Como uma constipação, sinto- me impedido de agir conforme meu próprio querer e vontade e haverá por acaso maior perda do que aparente ineficácia do direito de exercer o livre- arbítrio? Pouco aconteceu, mas muito leva- me a questionar meus desígnios.
O tempo arde em suas paixões e vaidades e não posso perder o bonde da oportunidade, e supero mais esse degrau, quebrado, como o osso partido pelo trauma de uma dura pancada, pudera logo superar esse obstáculo e continuar em frente movido não pelas minhas ambições, mas pela aparente inexistência delas o que motiva-me a futilmente pensar que não sou tão egoísta.
Meus credos desabam como castelo de cartas frente ao vento do mar. Porém pode a criança pensar em construir tal frágil edificação com a constante brisa marítima? Inocência talvez, ou mesmo insistência em fazer aquilo que é aparentemente impossível. Assim é o homem quando pisa no terreno do Sentimento maior, cuja frustração, e capacidade de colher conclusões após minuciosa análise cirúrgica dos fatos, impede-me de escrever o seu nome. Ele inexiste entre homens! Não é possível compará-lo, mesmo que num nome ao que o Cristo fez no Calvário!

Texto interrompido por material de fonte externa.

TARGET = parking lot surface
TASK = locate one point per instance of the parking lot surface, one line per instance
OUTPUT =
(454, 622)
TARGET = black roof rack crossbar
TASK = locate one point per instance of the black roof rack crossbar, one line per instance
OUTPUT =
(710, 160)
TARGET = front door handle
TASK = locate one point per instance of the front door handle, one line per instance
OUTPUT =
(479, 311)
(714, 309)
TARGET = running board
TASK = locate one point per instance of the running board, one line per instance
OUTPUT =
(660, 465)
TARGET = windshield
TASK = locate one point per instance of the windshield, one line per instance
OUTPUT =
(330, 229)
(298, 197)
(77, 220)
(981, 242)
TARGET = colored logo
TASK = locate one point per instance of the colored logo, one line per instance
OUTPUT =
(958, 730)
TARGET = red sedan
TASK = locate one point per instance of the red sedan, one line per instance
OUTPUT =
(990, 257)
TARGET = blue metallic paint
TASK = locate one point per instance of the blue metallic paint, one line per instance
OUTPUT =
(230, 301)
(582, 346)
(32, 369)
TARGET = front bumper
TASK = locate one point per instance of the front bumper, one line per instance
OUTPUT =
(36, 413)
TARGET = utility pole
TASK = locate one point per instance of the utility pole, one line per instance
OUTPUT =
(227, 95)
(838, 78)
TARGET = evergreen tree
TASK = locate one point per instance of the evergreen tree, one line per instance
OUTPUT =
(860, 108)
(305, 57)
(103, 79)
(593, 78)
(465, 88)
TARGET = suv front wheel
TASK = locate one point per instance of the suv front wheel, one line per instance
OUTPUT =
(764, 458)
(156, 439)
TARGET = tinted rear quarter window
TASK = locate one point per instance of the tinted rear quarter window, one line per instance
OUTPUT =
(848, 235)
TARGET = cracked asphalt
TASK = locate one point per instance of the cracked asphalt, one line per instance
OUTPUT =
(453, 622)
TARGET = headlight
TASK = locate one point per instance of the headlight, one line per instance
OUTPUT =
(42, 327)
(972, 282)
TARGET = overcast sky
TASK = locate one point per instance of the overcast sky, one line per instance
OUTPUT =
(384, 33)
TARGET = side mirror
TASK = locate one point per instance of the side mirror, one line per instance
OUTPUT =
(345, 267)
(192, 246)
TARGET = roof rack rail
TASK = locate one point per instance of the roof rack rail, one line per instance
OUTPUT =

Os gritos não cessam e ensurdecem-me a cada lembrança das doces palavras sussurradas, melhor seriam caso expressassem loucos desejos, outrora ocultos pelo medo do castigo. Declaro- me incrédulo a qualquer sentimento admirável por outrem. Meu combustível é outro, revigorado, refrigerado e acalentador. Como pode algo parecer bonito aos olhos cegos de mentes enegrecidas pelo engano e modulação de sentimentos pré-estabelecidos? Como um enlatado que se estraga e é rapidamente digerida por quem tem fome, logo surgem os resultados.
Porém agora parece-me perda de texto pensar a respeito. Viver como o condor, planando pelos Andes sem bater as asas, mas apenas permitindo que a brisa soerga-me parece plausível. O tempo novamente tornar-se-á meu fiel aliado! Renovando, motivando e permitindo-me pensar em formas de como ser cada vez mais sábio.